3. App Intents / Android Intents instead of Share Extensions
- Apple App Intents (iOS 16+) registers actions with Spotlight, Siri, Shortcuts, Action Button, share sheet from one declaration.
- Android equivalent surfaces in Assistant + share + Quick Settings.
- Cheaper than custom Share Extension, more surfaces. If we already need Expo native code, this is the right primitive.
4. Use a real multimodal embedding model — don’t caption-then-embed
Original plan: image → Claude vision → caption → Voyage text embed. Lossy + slow.
Better: Voyage Multimodal-3 or Cohere Embed v4 — image+text in one shared space.
- Query “photo of mom’s handwritten recipe” finds it even if OCR failed
- One model, one index, one HNSW (existing pgvector unchanged)
- Cuts ~$0.005/image vision cost + latency
- Same model handles video keyframes
- Half-day swap, big recall win.
Philosophical reframe — stay on-brand
ARCIVE is calm, ambient, passive. Share targets are active, deliberate, productivity-coded. Two ways to keep multi-modal on-brand:
- Voice-annotated capture: every shared item still becomes an audio memory with the link/image/doc attached, not a parallel “image entry.” Search/graph code unchanged.
- Auto-correlation, not user-initiated share: with consent, auto-attach camera-roll photos taken during a recorded conversation, calendar events, foregrounded URL. The user never “shares” — ARCIVE notices. This is the version only ARCIVE could ship; Notion/Evernote/Raindrop can’t.
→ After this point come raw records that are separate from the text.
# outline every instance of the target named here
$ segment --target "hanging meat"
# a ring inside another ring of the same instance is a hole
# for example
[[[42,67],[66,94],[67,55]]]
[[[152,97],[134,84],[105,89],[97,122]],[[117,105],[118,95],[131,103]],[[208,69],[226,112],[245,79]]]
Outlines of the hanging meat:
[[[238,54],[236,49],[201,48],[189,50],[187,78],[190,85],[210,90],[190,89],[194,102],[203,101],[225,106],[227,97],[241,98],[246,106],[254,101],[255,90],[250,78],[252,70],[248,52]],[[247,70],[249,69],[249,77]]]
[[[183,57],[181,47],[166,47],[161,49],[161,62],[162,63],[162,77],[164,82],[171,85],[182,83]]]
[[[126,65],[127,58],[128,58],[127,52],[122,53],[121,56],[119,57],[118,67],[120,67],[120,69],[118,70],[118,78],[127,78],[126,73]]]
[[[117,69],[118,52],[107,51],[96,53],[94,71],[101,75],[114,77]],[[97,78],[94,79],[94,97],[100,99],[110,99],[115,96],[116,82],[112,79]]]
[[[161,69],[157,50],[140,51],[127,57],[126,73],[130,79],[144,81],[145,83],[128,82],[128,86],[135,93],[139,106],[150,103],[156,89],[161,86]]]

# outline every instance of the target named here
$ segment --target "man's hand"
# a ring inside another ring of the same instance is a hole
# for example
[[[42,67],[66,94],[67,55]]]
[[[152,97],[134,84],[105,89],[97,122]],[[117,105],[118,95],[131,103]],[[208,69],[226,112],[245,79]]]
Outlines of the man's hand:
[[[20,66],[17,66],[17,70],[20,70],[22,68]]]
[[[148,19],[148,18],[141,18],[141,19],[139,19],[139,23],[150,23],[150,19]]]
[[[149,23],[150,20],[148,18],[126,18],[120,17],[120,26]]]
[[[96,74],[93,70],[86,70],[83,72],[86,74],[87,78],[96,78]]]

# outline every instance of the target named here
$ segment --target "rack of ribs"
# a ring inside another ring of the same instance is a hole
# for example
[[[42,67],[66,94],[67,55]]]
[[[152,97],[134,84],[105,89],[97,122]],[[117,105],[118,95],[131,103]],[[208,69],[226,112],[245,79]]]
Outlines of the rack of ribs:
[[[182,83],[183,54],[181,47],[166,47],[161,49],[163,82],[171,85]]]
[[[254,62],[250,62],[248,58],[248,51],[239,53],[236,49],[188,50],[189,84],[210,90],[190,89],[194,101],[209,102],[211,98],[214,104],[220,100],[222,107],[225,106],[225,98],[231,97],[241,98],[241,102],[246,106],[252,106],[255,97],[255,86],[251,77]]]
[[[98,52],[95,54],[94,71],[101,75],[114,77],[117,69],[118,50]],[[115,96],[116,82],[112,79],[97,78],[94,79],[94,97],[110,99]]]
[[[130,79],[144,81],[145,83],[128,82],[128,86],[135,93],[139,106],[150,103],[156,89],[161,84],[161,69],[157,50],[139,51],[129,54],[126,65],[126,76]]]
Revised order of operations
- Multimodal embedding swap (½ day, biggest leverage)
- Email-in (1 day, covers long tail)
- MCP write tools (already on roadmap — pull forward to V0.2)
- App Intents (iOS) + Intents (Android) (replaces share-extension work)
- Chrome MV3 extension (only surface MCP/email don’t cover well)
- PWA
share_targetas freebie on Android - Skip dedicated native share extensions entirely
Net: same coverage, ~half the code, more on-brand, future-proofed against the agent shift.
Open decisions
- Do we adopt the MCP-first strategy and pull MCP-write into V0.2?
- Confirm multimodal embedding model choice (Voyage Multimodal-3 vs Cohere Embed v4) — needs eval on our domain.
- Email-in: SES vs Postmark — pick based on existing infra.
- Do we commit to the “every entry is still a memory” philosophical model, or allow first-class non-audio entries?
- Auto-correlation features need explicit consent UX design before scoping.
Next concrete step (if greenlit)
Spike either (a) the MCP write-tool surface or (b) the email-in handler — both are 1-day builds and unlock a disproportionate share of the surface area.